What we need is for employers to realize, just as Sainsbury's, and British Gas, and BT, and Nationwide, have realized, that there are very good reasons to have employees of all ages. We need them to realise that older employees are often more reliable, and more punctual, and politer to customers, than younger employees, and that they're also more likely to stay in a job. We need them to realise that people of all ages like being dealt with by people of all ages, and that workplaces need both the energy of youth, and the wisdom of age.
We need people in "human resources" to realize that you're still "human" when you're over 50, and to be trained in how to recruit and train employees who are older than them. And we need incentives. We need employers to be rewarded when they take on an older worker, or apprentice, in the same way that they're meant to be rewarded when they take on a younger one now.
This isn't about putting youth against age. Young people need extra help at the moment, and old people do, too. This is about the people in the middle. It's about the politicians who say you shouldn't discriminate against older people, and then give all the big jobs to people who are the same age as them.
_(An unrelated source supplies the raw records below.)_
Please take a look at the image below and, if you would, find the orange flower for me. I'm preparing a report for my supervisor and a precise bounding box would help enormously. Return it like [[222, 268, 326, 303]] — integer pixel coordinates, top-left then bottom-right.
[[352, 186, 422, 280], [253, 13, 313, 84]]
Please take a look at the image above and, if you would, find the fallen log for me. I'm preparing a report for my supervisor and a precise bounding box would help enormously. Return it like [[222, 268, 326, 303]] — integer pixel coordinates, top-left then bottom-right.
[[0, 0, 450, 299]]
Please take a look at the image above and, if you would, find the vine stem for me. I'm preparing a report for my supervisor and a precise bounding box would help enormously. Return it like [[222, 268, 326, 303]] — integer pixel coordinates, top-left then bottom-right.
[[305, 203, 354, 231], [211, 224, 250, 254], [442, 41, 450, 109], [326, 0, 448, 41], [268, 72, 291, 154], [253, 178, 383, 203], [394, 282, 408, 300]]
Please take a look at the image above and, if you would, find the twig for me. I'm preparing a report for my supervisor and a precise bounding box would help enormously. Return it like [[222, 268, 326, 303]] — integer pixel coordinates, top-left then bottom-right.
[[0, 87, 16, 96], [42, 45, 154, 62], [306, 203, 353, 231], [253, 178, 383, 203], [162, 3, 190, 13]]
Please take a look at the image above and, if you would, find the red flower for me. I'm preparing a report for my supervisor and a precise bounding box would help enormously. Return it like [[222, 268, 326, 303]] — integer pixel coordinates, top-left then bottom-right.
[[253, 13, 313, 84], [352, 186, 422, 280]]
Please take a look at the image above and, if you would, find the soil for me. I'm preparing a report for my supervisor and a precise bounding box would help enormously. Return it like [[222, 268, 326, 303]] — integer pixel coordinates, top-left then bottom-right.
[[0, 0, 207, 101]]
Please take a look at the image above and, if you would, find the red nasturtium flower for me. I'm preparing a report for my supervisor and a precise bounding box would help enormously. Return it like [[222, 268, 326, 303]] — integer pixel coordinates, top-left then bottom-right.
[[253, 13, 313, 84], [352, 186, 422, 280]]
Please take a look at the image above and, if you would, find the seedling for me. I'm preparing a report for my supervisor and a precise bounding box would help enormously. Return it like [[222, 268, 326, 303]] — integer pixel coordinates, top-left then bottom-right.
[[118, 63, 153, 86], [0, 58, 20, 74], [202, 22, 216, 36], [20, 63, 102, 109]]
It's about the people in the media who think that the only way to get a bigger audience is with a young face.
When my mother retired, she retrained as a teacher of English as a foreign language. When my father retired, he did work for the Citizens Advice Bureau. I'm sure my mother's students, and my father's clients, benefited from many of the things they had, after 40-odd-years in the workplace, learnt. I hope we can all benefit from what people who've lived longer than us have learnt. But if we don't make some very big changes, we won't.